El juez duodécimo penal no tuvo clemencia al condenar a 20 años de prisión a Arnaldo Urriola, de 62 años, a pesar de que su abogado argumentó razones de salud y de edad para una pena menor.
La sentencia era clara, había estafado a unas 25
personas y seis empresas, con distintos nombres, documentos alterados, cuatro
pasaportes falsos, decía que era tico, venezolano, darienita, chiricano y
colonense para lograr sacar dinero a los incautos.
Un banco, tres financieras, cuatro políticos, una
organización no gubernamental y otras personas comunes y corrientes fueron
víctimas del caballero, a quien le apodaban “Mil caras”.
Los propios funcionarios de instrucción quedaron con
la boca abierta cuando detuvieron al sujeto en una operación encubierta, tras
la denuncia de un comerciante jordano estafado por “Mil caras”.
El delincuente compró dos BMW con dinero falso, pero era
tan inteligente que el papel moneda pasaba la prueba del marcador de plata
alterada.
Muy hábil era Arnaldo Urriola, ya que unos colombianos
le proporcionaron el monto alterado.
Un abuelito, esposado, con grilletes, mirada triste y
carita de “yo no fui”, esquivaba su indagatoria porque, en el año 2005, aún
existía en Panamá el sistema inquisidor en el ámbito judicial.
En un principio se acogió al artículo 25 de la
Constitución Nacional que establece que nadie está obligado a declarar en su
contra, ni de sus familiares en consanguinidad y afinidad.
No obstante, en la tercera declaración de indagatoria,
en la Fiscalía Segunda de Circuito, el hombre confesó que incurrió en la
comisión de hechos punibles porque el capitalismo salvaje también robaba.

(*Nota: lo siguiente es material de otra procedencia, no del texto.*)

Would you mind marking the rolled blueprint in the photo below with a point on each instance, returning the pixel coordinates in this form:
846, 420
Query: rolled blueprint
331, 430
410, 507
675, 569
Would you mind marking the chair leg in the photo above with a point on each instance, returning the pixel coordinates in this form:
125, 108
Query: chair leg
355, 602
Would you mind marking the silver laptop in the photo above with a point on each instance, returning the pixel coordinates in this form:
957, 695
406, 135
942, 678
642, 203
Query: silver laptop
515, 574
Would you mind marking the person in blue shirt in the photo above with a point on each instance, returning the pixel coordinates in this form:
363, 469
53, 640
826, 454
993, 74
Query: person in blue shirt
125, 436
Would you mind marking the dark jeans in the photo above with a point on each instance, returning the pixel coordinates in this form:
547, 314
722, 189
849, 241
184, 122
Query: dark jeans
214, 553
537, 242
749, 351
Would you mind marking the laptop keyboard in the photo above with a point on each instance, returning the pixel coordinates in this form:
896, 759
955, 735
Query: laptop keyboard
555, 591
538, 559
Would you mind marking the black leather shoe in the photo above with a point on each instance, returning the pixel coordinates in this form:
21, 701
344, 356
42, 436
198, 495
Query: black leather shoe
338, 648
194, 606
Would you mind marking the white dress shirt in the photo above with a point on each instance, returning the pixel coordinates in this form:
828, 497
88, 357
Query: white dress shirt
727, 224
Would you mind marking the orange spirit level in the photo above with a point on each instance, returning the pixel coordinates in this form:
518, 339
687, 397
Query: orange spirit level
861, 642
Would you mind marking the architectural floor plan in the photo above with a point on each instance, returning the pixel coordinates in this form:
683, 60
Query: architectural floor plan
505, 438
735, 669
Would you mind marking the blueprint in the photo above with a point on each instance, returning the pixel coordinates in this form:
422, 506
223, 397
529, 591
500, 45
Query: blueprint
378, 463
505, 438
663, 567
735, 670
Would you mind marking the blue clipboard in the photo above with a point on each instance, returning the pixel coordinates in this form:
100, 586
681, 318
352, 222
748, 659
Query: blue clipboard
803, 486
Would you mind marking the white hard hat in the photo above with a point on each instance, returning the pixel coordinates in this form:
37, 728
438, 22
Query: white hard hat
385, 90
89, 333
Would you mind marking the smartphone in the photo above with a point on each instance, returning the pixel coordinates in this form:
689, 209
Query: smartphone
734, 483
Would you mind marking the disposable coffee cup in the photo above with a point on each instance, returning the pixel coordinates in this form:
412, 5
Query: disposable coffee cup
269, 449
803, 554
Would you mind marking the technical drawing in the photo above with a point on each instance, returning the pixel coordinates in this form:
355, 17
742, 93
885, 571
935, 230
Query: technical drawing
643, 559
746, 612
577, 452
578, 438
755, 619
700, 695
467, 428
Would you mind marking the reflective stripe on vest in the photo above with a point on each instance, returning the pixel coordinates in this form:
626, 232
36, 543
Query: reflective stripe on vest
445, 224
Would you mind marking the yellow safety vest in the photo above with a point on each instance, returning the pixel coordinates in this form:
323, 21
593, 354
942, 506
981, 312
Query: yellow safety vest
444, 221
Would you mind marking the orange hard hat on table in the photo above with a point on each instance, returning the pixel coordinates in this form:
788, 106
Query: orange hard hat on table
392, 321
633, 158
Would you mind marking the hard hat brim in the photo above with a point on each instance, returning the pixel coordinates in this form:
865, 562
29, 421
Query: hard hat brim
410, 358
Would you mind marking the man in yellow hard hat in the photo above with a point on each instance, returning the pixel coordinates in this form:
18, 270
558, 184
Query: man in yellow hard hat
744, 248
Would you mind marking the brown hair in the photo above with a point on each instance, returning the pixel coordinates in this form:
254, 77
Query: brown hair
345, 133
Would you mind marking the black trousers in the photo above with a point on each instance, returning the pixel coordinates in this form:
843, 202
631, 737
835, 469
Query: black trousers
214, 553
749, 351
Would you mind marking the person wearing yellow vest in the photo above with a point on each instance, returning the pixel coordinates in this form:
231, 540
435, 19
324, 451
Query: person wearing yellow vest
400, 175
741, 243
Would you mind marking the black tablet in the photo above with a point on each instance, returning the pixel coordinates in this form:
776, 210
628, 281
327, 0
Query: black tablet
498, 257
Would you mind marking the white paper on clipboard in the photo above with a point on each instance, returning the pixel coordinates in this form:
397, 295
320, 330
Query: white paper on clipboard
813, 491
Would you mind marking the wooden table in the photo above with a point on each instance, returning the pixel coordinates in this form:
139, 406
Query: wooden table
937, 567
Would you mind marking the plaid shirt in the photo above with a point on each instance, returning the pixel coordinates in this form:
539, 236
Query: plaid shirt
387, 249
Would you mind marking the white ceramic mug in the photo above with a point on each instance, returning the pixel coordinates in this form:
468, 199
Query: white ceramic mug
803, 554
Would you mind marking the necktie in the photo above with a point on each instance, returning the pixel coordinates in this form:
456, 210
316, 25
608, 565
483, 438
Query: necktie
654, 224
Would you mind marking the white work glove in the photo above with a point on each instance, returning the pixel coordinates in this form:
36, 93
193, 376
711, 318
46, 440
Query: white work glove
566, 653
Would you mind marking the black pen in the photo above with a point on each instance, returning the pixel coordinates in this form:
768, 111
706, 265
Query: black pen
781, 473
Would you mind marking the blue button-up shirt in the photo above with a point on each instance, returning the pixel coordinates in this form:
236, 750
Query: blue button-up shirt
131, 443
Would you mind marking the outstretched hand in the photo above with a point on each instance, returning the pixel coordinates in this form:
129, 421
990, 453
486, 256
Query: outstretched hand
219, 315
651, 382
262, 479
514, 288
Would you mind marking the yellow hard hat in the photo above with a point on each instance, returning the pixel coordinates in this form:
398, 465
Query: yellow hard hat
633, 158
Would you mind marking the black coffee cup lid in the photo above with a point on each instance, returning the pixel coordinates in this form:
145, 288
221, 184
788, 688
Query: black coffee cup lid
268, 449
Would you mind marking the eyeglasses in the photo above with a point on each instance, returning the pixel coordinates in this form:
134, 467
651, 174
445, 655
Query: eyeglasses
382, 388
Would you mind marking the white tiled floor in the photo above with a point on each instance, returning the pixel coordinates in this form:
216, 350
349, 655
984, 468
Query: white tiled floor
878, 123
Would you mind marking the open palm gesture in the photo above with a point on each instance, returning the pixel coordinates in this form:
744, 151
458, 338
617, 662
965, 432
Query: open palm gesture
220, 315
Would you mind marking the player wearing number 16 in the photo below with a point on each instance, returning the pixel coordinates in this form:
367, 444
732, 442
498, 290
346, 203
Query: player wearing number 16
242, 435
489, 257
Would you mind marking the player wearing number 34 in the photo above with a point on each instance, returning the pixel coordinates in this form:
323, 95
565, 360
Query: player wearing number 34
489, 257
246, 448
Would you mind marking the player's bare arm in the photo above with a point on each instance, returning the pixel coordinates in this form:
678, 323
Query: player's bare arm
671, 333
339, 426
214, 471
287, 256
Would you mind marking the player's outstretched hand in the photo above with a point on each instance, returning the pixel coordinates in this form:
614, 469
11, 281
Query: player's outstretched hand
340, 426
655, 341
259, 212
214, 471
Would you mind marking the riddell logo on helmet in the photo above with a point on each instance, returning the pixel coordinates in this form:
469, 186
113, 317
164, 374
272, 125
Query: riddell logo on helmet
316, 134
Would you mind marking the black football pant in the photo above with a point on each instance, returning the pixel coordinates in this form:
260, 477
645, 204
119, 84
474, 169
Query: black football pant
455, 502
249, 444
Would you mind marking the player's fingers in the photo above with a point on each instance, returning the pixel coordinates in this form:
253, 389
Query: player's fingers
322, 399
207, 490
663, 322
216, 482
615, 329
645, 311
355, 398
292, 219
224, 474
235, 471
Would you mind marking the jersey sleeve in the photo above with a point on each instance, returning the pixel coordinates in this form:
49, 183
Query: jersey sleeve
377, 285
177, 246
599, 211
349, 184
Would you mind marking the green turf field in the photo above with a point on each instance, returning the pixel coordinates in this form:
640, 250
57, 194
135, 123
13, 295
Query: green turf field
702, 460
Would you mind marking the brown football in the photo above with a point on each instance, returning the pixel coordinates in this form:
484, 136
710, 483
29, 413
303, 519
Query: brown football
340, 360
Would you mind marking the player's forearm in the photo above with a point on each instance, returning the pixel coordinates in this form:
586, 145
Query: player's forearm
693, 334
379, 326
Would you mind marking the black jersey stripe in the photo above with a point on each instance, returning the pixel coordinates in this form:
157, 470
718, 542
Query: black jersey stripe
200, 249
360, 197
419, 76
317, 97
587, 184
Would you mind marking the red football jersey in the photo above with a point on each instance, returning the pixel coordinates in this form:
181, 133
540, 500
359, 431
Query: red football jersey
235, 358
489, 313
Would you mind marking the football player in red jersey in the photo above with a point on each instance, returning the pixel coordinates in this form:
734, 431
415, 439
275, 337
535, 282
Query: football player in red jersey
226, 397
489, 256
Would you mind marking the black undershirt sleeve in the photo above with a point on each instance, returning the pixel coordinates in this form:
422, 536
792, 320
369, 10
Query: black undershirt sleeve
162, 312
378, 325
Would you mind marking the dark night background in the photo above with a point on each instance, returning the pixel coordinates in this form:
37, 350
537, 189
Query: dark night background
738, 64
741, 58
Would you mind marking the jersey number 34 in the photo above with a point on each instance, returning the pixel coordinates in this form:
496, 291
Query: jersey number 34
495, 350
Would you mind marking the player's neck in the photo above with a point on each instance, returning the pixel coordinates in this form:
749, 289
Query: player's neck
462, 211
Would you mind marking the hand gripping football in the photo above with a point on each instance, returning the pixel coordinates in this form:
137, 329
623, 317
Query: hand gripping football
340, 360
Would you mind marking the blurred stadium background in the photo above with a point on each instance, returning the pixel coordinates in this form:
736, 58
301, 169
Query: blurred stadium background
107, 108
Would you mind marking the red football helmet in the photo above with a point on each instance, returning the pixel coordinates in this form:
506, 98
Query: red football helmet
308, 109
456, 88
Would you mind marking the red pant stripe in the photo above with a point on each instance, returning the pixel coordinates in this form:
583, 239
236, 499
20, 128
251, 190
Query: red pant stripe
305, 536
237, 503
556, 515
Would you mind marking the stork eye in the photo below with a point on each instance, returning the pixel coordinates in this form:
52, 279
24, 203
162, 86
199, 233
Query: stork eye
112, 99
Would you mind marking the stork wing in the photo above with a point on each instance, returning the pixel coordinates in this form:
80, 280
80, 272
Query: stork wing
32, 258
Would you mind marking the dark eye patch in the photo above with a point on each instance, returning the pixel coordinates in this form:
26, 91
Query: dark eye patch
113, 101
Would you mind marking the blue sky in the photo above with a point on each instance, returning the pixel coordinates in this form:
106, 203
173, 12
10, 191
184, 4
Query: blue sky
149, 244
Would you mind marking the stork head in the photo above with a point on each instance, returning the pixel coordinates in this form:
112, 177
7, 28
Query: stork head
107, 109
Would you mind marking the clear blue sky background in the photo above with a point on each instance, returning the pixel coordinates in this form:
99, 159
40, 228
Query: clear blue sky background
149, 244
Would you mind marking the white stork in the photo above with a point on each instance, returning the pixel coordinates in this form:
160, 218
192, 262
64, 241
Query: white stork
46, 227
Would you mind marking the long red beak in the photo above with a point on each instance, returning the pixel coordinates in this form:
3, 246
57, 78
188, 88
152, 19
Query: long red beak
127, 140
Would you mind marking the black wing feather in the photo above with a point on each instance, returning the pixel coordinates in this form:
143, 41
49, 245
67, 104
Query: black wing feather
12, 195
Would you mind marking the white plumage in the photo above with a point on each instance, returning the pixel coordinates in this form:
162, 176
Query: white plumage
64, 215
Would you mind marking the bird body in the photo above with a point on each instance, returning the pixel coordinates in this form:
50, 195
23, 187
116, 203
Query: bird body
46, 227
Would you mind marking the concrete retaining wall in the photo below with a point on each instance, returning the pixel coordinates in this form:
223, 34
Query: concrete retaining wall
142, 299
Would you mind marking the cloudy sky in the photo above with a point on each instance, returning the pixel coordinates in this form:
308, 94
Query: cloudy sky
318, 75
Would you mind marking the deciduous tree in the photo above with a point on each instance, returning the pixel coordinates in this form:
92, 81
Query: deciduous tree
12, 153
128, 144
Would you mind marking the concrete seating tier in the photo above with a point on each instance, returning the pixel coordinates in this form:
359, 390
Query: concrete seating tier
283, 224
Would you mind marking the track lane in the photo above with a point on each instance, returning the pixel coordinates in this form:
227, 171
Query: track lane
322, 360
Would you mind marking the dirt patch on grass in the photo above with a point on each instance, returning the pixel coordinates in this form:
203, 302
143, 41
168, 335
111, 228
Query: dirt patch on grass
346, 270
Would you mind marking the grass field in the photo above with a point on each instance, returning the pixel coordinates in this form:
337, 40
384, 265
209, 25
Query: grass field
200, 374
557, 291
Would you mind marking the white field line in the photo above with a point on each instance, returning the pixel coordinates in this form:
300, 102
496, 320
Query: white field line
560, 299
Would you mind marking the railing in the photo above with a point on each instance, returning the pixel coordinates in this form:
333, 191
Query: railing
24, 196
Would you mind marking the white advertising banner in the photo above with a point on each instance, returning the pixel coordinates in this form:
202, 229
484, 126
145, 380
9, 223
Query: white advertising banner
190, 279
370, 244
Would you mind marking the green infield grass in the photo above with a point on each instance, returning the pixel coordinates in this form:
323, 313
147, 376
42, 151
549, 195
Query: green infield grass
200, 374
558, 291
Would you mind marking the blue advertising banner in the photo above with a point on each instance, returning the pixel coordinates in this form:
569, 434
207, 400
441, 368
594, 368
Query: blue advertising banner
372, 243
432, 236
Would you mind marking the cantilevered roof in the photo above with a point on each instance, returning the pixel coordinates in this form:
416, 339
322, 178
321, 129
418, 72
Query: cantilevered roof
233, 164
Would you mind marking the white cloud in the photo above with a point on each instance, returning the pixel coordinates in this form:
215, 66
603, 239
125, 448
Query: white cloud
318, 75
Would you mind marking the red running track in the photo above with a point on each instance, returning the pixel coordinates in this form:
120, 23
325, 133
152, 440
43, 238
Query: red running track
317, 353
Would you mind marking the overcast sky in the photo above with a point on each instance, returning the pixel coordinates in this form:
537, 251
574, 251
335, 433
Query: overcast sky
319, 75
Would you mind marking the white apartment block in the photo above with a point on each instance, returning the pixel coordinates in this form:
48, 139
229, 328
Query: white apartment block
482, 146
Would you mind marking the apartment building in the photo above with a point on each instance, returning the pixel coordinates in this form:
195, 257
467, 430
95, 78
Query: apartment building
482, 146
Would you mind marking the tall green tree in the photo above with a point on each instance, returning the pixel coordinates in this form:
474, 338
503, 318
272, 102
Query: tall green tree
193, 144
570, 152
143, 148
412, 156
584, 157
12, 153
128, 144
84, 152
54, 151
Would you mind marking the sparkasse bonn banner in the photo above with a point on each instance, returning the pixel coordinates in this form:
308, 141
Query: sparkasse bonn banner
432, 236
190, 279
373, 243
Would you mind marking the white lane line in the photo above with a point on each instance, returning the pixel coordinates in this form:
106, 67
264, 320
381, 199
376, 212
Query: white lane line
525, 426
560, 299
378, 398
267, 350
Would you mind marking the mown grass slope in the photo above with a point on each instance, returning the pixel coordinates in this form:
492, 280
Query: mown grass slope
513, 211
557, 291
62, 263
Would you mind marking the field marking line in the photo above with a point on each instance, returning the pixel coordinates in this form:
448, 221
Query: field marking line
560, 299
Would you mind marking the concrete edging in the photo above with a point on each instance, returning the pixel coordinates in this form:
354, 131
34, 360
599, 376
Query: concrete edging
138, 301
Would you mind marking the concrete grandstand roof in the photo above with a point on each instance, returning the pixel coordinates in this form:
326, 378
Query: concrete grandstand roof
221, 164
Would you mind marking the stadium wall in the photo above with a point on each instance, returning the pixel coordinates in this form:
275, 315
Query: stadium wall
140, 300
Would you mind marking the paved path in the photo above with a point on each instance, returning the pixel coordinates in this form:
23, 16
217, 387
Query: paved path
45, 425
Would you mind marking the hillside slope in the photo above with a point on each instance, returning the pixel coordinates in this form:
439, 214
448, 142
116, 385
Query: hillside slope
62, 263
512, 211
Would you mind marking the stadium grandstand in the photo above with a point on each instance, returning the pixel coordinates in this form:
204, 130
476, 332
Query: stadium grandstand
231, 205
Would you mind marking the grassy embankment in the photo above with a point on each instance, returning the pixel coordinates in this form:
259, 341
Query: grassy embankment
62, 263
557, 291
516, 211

-Los bancos roban, las empresas roban, las
aseguradoras estafan, en los cines te venden palomitas de maíz, pero te transan
y los políticos se llenan de la plata del pueblo y nada les hacen-, resaltó en
su declaración.
El caballero tenía un extenso prontuario delictivo, en
un principio, un ladrón de poca monta que hurtaba ropa y zapatos en almacenes,
carterista y alimentos en supermercados.
Con el tiempo prefirió perfeccionar sus actos
delictivos, escoger a sus víctimas porque si regresaba a la cárcel sería por
una codiciada suma y no por dos reales, ya que al final la condena sería igual
por robar 20 dólares o 20 mil dólares.
Antes de ser atrapado, le dieron una medida cautelar
de país por cárcel por otro caso, se presentaba en los pasillos del Órgano
Judicial, para hablar con todos los abogados y funcionarios, luego de firmar
los días 30 de cada mes.
El escurridizo estafador no tenía límites para timar
porque desde hermanos, primos y antiguos compañeros de trabajo caían víctima de
sus acciones.
Mientras que la sentencia lo obligaba a ir donde un
psicólogo a tratar su mitomanía, aunque el juez consideró que era lo suficientemente
cuerdo para cumplir su condena.
Fue benévolo, ordenó que lo trasladaran hacia el
Centro Penitenciario El Renacer, ubicado en las riberas del Canal de Panamá,
prisión que los internos consideran un “resort”.
La policía, harto de sus andanzas, lo trasladó desde
las oficinas del Órgano Judicial, en Ancón, hasta la prisión canalera.
El hombre, de baja estatura, blanco, cabello de nieve,
escuálido y ojos pardos, entró al penal con su pantalón azul, zapatillas blancas,
sin cordón y camiseta, blanca, donde lo más temprano es que saldría es a los 72
años, si se portaba bien.
Así terminó la carrera criminal de uno de los más
grandes estafadores del istmo.
Imágenes cortesía de la Policía Nacional y el Órgano Judicial de Panamá.
Mil caras, su apodo lo dice todo. Mil nombres y muchas estafas.